Speaking personally, I also find that if I eat too much, or if I eat unnecessarily, it dulls my senses.  That is why I never normally eat before I pray in the morning, because I find I am much more attentive; I listen; I have a clearer head, if I don't.  And having the occasional experience of feeling hungry for a while isn't probably not a bad thing for any of us - not least because it reminds us that for the majority of people on this planet, that is their permanent state.

And what about the subject of temptation?   Back in 2005, in a fascinating documentary series called The Monastery, which some of you may have seen, five ordinary men, most of whom had no particular religious commitment or affiliation, spent 40 days sharing in the life of the Roman Catholic Benedictine Community at Worth Abbey, and observing with members of that religious community, the same monastic discipline of work, prayer and study. 

A short time into their 40-day retreat, a couple of the men decided to sneak off to the village shop to buy chocolate and cigarettes, or something similar.  Unfortunately, they were discovered.  The guilty men knew they were in trouble, were summoned to a conversation with the Abbot, expecting to have their knuckles rapped.   But the Abbot's response was quite different from anything they had anticipated.  If I can paraphrase his words, the gist of what he said to them was this:

This is a monastery.  It is not a prison.  There are no locked gates to prevent you physically from going off site, and doing whatever you want, whenever you want.  But you must remember that you have come here in order to experience at first hand something of what a life dedicated to the love and service of God is like.  And if you succumb to the trivial and ultimately unnecessary temptation to go and buy chocolate - or anything else like that, for that matter - you need to ask yourself, what is actually in control of your life?  Are you in control of those kinds of desires?  Or are they in control of you?

The impact of his words upon those men was infinitely greater than anything that he could have achieved by tearing them off a strip or punishing them.  And the wisdom of his words gives us a glimpse of how, by ordering our desires properly, far from impoverishing our lives, it can be something that sets us free.

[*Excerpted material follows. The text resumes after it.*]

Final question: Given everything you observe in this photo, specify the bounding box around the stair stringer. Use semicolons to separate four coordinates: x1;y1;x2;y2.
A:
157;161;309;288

The point about the temptations faced by Jesus in the wilderness, and why they were so powerful, is that they all aimed to seduce him into using his God-given gifts to seek his own ends.  Only when he had been confronted with those temptations, and withstood them, was he free to follow the ministry entrusted to him.  Because only then did he know that his focus could truly be turned outwards, in compassion for those around him whom he was called to serve.

How we can most profitably observe the season of Lent is a question for each one of us to answer, because only we know in our hearts what it is that stands in the way of our relationship with God: is it distraction from the things that truly matter?  Is it self-indulgence, the quest for casual gratification that dulls our senses, and cushions us against the need to face reality?  Is it the temptation to place our own needs and desires first, and fail to lift our eyes to recognise the pain and the helplessness of so many in our world, and the consequences of our actions upon our precious environment?  I wonder.

But above all, we should remember that the purpose of Lent is ultimately that of liberation.  It is there to set us free: free to deepen our relationship with God; free to discover who we truly are; and, with the help of the Spirit, free to grow in love and compassion for our world, and for those around us. 

And thanks be to God for that.  Amen.